Court Blocks NYC's Attempt to Halt the Lawsuit Against Stop and Frisk

Wednesday, a federal court denied New York City’s attempt to appeal the lawsuit against the New York Police Department’s Stop and Frisk policy. The decision allows the case to proceed unhindered at a time when organized opposition to the policy has reached a fevered pitch and a new bill introduced in the state legislature Wednesday seeks to create an independent inspector general to oversee the NYPD.
“It’s very exciting news and couldn’t be coming at a better time, when it seems we have all the momentum on our side,” said Jen Nessel, the communications director for the Center for Constitutional Rights.
The federal class action lawsuit, Floyd vs. City of New York, was first filed by the Center for Constitutional Rights in 2008 on behalf of four New Yorkers subjected to the NYPD’s stop and frisk program. The policy affected a staggering 686,000 people last year, with more than 80 percent of those stopped being black or Latino.
The suit is against both the NYPD and the City of New York, alleging that the police department’s policy is racially discriminatory and violates New Yorkers’ constitutional rights. The long-term goal of the lawsuit is to create a system of independent oversight for the NYPD--a demand that has been the focus of numerous pieces of legislation over the last decade, including the most recent bill.
Two years after its filing, the lawsuit gained glass-action status this past May.
“The vast majority of New Yorkers who are unlawfully stopped will never bring suit to vindicate their rights,” wrote Judge Scheindlin, the federal judge who granted the suit class-action status. She added that she was appalled by the city’s “deeply troubling apathy towards New Yorkers’ most fundamental constitutional rights.”

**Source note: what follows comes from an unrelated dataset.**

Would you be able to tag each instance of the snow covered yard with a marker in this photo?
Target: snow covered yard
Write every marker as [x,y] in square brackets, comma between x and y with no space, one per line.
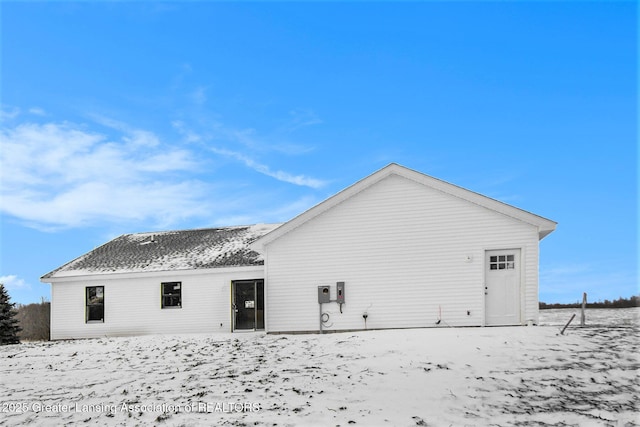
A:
[437,376]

Following the May ruling, both the city and Stop and Frisk opponents began organizing fiercely. The city filed an appeal in efforts to block the lawsuit. Both Mayor Bloomberg and NYPD Commissioner Ray Kelly defended the policy, Kelly insisting that the stops are “a life-saving measure.”
The program, which began under former Mayor Giuliani, is ostensibly intended to get guns off the street, but data shows that less than 1 percent of the stops resulted in the recovery of a firearm.
Meanwhile, tens of thousands of New Yorkers took to the streets in July for a three-hour silent march in Harlem to protest Stop and Frisk. The movement to film the police, known as Cop Watch, took off and a slew of cell phone camera-recorded videos of brutal and abusive police stops quickly went viral. 
Even police officers themselves began speaking out against 250s, the cop code for a random stop. In The Nation’s video documentary, released yesterday, a series of officers attested on the condition of anonymity to the top-down pressure to conduct the stop and frisks.
“The police department is, like, forcing us to do these unreasonable stops or we’ll be penalized,” said one of these officers.
At a protest and press conference outside City Hall Wednesday, dozens of City Council members spoke out against the policy and the need for an independent inspector general to monitor the NYPD’s activities. This has long been a demand of police reform activists, not only because of Stop and Frisk, but also because of the department’s unconstitutional spying on Muslims, the unprecedented cases of police brutality, the illegal approach to containing Occupy Wall Street and the dozens of other controversial practices of the largest police force in the world.
"There's a general sense among many communities that what the police department is doing is unjust and unfair," said Councilman Jumaane Williams of Brooklyn at Wednesday’s press conference. "And I think they know there is no one that is looking over them."
With the appeal denied, the trial, Floyd vs. City of New York, is now scheduled to begin on March 18, 2013.